Les enquêtes d'opinion et statistiques sont aujourd'hui une part intégrante du paysage de nos sociétés démocratiques. Une pratique que l'on trouve légitime mais dont on peine à imaginer qu'elle ait pu exister avant la République, dès l'Ancien Régime et même dans ce lointain Moyen Age, si antagoniste a priori avec les usages politiques et les modes d'information contemporains.
Pourtant, dès le XIIIe siècle en Occident, les princes et les communes qui incarnent l'autorité publique cherchent à mettre en œuvre l'idéal du Bon Gouvernement en faisant reposer la prise de décision puis l'action politique sur l'information obtenue des sujets, la " vérité " juridiquement construite à partir des témoignages recueillis, et le contrôle des agents publics.

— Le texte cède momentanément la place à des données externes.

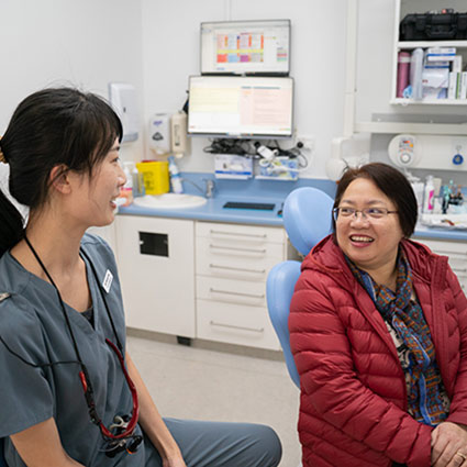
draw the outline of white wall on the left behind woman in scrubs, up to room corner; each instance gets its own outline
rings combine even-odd
[[[18,103],[49,86],[108,97],[109,81],[131,82],[143,109],[138,0],[1,0],[0,135]],[[142,145],[123,148],[141,158]]]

Le " dialogue " entre gouvernants et gouvernés s'établit de la sorte à plusieurs niveaux ; il repose sur la parole mise en forme par l'écrit dans le cadre des procédures d'enquête, sur la transformation de la " réalité " en " vérité ".

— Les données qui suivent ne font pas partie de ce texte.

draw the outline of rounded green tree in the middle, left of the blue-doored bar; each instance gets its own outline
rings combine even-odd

Les historiens réunis dans cet ouvrage cherchent à comprendre les mécanismes originels de ce processus en le replaçant dans le contexte plus large des usages de la parole – recueillie, transcrite, transformée – dans les modes de gouvernement médiévaux, en posant quelques jalons du devenir de l'enquête à l'époque moderne, en ouvrant enfin la perspective au monde ottoman dont les pratiques en ce domaine sont originales.